Code ready-to-use with less annotations "professional"

In [59]:
# 1/ Import libraries
import nltk
from nltk.tokenize import word_tokenize 
from nltk.stem import WordNetLemmatizer
from nltk.corpus import wordnet # To get words in dictionary with their parts of speech
from collections import Counter #lemmatizes word based on it's parts of speech


# 2/ Get synonyms (via a function here)
def get_part_of_speech(word):
    probable_part_of_speech = wordnet.synsets(word) # wordnet.synsets(): function to get a set of synonyms for the word = set with all synonyms
    pos_counts = Counter() # container: stores elements as dictionary keys
# 3/ Use synonyms to determine the most likely part of speech  
    pos_counts["n"] = len( [ word for word in probable_part_of_speech if word.pos()=="n"] ) # nouns
    pos_counts["v"] = len( [ word for word in probable_part_of_speech if word.pos()=="v"] ) # verbs
    pos_counts["a"] = len( [ word for word in probable_part_of_speech if word.pos()=="a"] ) # adjectives
    pos_counts["r"] = len( [ word for word in probable_part_of_speech if word.pos()=="r"] ) # adverb

# 4/ Returns the most common part of speech   
    most_likely_part_of_speech = pos_counts.most_common(1)[0][0] # most_common(n): Returns n most common elements
    return most_likely_part_of_speech # returned synonyms come with their part of speech


# sentence we want to "stemmize"
populated_island = 'Indonesia was founded in 1945. It contains the most populated island in the world, Java, with over 140 million people.'

# tokenisation of the sentence
tokenized_string = word_tokenize(populated_island)

# lematization process
lemmatizer = WordNetLemmatizer() # initializes instance of "WordNetLemmatizer"
lemmatized_pos = [lemmatizer.lemmatize(token, get_part_of_speech(token)) for token in tokenized_string] # lemmatization POS based

# check it
print("lemmatization POS based: \n", lemmatized_pos)

lemmatization POS based: 
 ['Indonesia', 'be', 'found', 'in', '1945', '.', 'It', 'contain', 'the', 'most', 'populate', 'island', 'in', 'the', 'world', ',', 'Java', ',', 'with', 'over', '140', 'million', 'people', '.']

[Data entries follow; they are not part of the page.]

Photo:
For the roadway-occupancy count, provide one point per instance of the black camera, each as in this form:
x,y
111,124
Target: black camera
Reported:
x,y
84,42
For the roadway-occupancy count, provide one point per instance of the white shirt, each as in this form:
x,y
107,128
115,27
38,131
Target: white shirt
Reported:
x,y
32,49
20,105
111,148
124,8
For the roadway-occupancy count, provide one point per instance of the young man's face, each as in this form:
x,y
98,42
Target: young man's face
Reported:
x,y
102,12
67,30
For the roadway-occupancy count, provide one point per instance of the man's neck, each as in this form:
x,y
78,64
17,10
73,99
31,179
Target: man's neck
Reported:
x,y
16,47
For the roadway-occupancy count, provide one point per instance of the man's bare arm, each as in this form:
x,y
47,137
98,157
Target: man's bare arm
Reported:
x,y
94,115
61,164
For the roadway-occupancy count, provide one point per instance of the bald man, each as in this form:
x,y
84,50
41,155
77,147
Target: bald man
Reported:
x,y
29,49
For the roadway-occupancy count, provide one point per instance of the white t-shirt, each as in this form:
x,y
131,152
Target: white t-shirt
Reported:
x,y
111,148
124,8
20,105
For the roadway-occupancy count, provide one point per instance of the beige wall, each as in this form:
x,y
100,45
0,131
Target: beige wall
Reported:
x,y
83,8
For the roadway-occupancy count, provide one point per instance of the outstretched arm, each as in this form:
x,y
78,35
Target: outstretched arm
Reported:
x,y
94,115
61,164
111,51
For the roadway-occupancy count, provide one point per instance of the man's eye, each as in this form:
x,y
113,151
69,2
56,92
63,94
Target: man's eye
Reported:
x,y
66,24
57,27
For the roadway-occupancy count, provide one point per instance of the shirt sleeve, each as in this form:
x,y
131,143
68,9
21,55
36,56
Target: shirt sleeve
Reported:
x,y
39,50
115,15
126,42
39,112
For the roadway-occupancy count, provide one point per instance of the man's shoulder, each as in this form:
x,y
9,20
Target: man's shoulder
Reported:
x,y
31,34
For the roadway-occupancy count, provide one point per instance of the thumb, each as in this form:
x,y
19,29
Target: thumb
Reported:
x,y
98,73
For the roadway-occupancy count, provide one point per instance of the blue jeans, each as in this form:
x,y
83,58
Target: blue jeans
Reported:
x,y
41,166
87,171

So for us it is good to know the difference:

. lemmatized sentence:   
 ['Indonesia', 'wa', 'founded', 'in', '1945', '.', 'It', 'contains', 'the', 'most', 'populated', 'island', 'in', 'the', 'world', ',', 'Java', ',', 'with', 'over', '140', 'million', 'people', '.']

. lemmatization POS based:   
 ['Indonesia', 'be', 'found', 'in', '1945', '.', 'It', 'contain', 'the', 'most', 'populate', 'island', 'in', 'the', 'world', ',', 'Java', ',', 'with', 'over', '140', 'million', 'people', '.']

# 6/ REVIEW
Let’s review what we covered in this lesson:

   - Text preprocessing is all about cleaning and prepping text data so that it’s ready for other NLP tasks.
   
   
   - Noise removal is a text preprocessing step concerned with removing unnecessary formatting from our text.
   
   
   - Tokenization is a text preprocessing step devoted to breaking up text into smaller units (usually words or discrete terms).
   

   - Normalization is the name we give most other text preprocessing tasks, including stemming, lemmatization, upper and lowercasing, and stopword removal.
   
   
   - Stemming is the normalization preprocessing task focused on removing word affixes.
   
   
   - Lemmatization is the normalization preprocessing task that more carefully brings words down to their root forms.